Not all bake sales are a visit to Mayberry. Can you say, school bake sales?
In those elementary school gyms, Rice Krispies treats are always the headlining item. Once, my boys came home with a plate of them and I used them as sponges.
Who willingly chooses Rice Krispies over Tollhouse? Forget saturated fats and corn syrup, this is one of the biggest dietary crimes perpetrated on today’s kids.
Sure, back in our day, our moms smoked liked chimneys while pregnant and even more once we were born. They popped pills like M&M’s and left the house on bridge nights with a frozen TV dinner on the counter and instructions to “not burn the house down.”
But they never shoved a sticky block of saw dust down our throat and called it a snack. This proves we’re not evolving as a civilization.

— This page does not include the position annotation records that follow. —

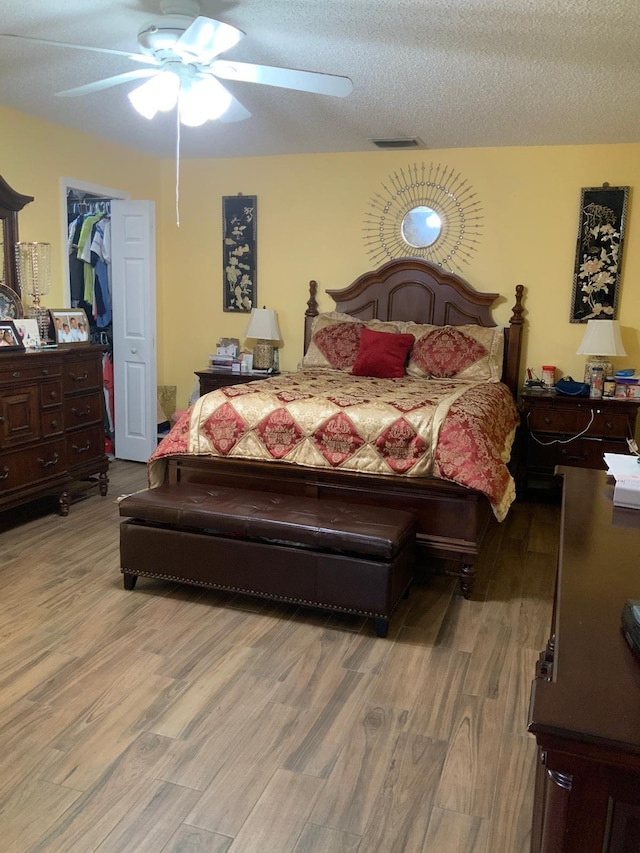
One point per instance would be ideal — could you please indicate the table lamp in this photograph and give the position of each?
(601, 338)
(263, 326)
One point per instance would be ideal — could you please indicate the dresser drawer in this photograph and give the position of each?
(575, 420)
(25, 373)
(83, 410)
(32, 465)
(52, 422)
(579, 453)
(19, 416)
(51, 393)
(82, 375)
(85, 446)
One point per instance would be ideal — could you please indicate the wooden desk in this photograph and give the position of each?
(212, 379)
(585, 701)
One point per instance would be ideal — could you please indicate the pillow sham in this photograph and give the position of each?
(382, 354)
(456, 352)
(335, 339)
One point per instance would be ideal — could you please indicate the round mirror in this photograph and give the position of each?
(421, 227)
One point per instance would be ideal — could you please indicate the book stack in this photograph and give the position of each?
(224, 362)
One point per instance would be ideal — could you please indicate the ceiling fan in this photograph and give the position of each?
(182, 49)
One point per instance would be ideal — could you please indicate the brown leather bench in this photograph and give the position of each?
(319, 553)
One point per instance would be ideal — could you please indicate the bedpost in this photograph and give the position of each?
(511, 372)
(311, 313)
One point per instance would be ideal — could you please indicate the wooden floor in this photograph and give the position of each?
(175, 719)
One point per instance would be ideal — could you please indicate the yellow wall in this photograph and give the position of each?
(311, 212)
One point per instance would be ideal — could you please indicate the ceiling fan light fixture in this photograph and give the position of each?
(202, 99)
(159, 94)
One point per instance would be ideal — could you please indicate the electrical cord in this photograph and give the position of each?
(562, 440)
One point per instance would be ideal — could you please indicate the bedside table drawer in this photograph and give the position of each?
(572, 421)
(579, 453)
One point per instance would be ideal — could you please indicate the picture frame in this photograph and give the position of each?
(10, 340)
(598, 260)
(29, 332)
(69, 326)
(239, 253)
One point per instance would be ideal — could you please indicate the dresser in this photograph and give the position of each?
(577, 431)
(585, 699)
(51, 424)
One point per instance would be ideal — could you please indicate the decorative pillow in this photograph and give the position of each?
(335, 339)
(456, 352)
(382, 354)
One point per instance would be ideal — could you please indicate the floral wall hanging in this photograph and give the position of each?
(239, 252)
(596, 277)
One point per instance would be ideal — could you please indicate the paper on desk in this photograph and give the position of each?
(623, 467)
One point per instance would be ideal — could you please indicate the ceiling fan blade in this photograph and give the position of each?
(235, 112)
(108, 82)
(205, 38)
(137, 57)
(286, 78)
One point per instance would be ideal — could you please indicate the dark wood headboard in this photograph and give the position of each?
(414, 289)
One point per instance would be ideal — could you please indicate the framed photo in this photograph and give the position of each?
(239, 252)
(29, 332)
(596, 276)
(69, 325)
(9, 337)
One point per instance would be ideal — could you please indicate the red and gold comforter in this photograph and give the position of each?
(408, 427)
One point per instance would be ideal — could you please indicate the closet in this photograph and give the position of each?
(121, 253)
(90, 283)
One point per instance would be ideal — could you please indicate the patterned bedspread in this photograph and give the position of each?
(408, 427)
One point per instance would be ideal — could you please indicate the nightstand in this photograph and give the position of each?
(211, 380)
(575, 431)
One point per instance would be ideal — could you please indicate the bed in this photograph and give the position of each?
(391, 465)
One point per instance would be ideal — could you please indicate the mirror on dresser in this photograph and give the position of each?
(11, 203)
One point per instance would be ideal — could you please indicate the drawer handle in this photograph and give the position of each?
(52, 461)
(77, 449)
(574, 457)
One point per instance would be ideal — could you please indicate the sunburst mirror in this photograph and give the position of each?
(427, 212)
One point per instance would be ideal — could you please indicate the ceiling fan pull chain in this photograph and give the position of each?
(178, 164)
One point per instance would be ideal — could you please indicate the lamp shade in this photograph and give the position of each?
(263, 325)
(602, 337)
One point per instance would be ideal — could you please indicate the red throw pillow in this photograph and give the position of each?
(382, 354)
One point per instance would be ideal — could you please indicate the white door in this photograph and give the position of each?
(133, 273)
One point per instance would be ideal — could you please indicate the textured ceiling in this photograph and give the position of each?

You can always feel the rising competition between mothers at school bake sales. There’s inevitably some mother touting expensive bakery cookies as her own. Hey, Sarah’s mom? Next time, rip off the “Cookies by Glenda” sticker.
And I don’t care that Emma’s mom, who made the apple bread, just unfriended you on Facebook. What I’m concerned about is the $76.95 price tag for it.
Bake sales to raise money for sports trips are even more annoying. The headline item being a bone-dry scone. Which is the only type.
At Jessica’s mom’s table, they’re selling some unidentifiable item made with no butter, wheat, eggs, nuts, sugar, dairy, salt or flour. Consuming these tasteless tofu-based atrocities will combat all real and imagined allergies. I would rather be stabbed to death with an EpiPen.
The proceeds will go toward a luxury bus and rooms at the Marriott. We traveled on the hood of our dad’s station wagon and camped by the side of the road and we could still kick your butt in whatever game we were playing. Just be like everyone else and set up a GoFundMe page so parents can hate on the ones who didn’t give “enough.”
Currently, we’re running dangerously low on baked goods at the house. My wife is worried that many of the seniors have passed away and church bake sales might be a thing of the past. I pray not. Because I’ve been dying to tell the ladies about the time a priest, rabbi and the Pillsbury Doughboy walked into a bake sale.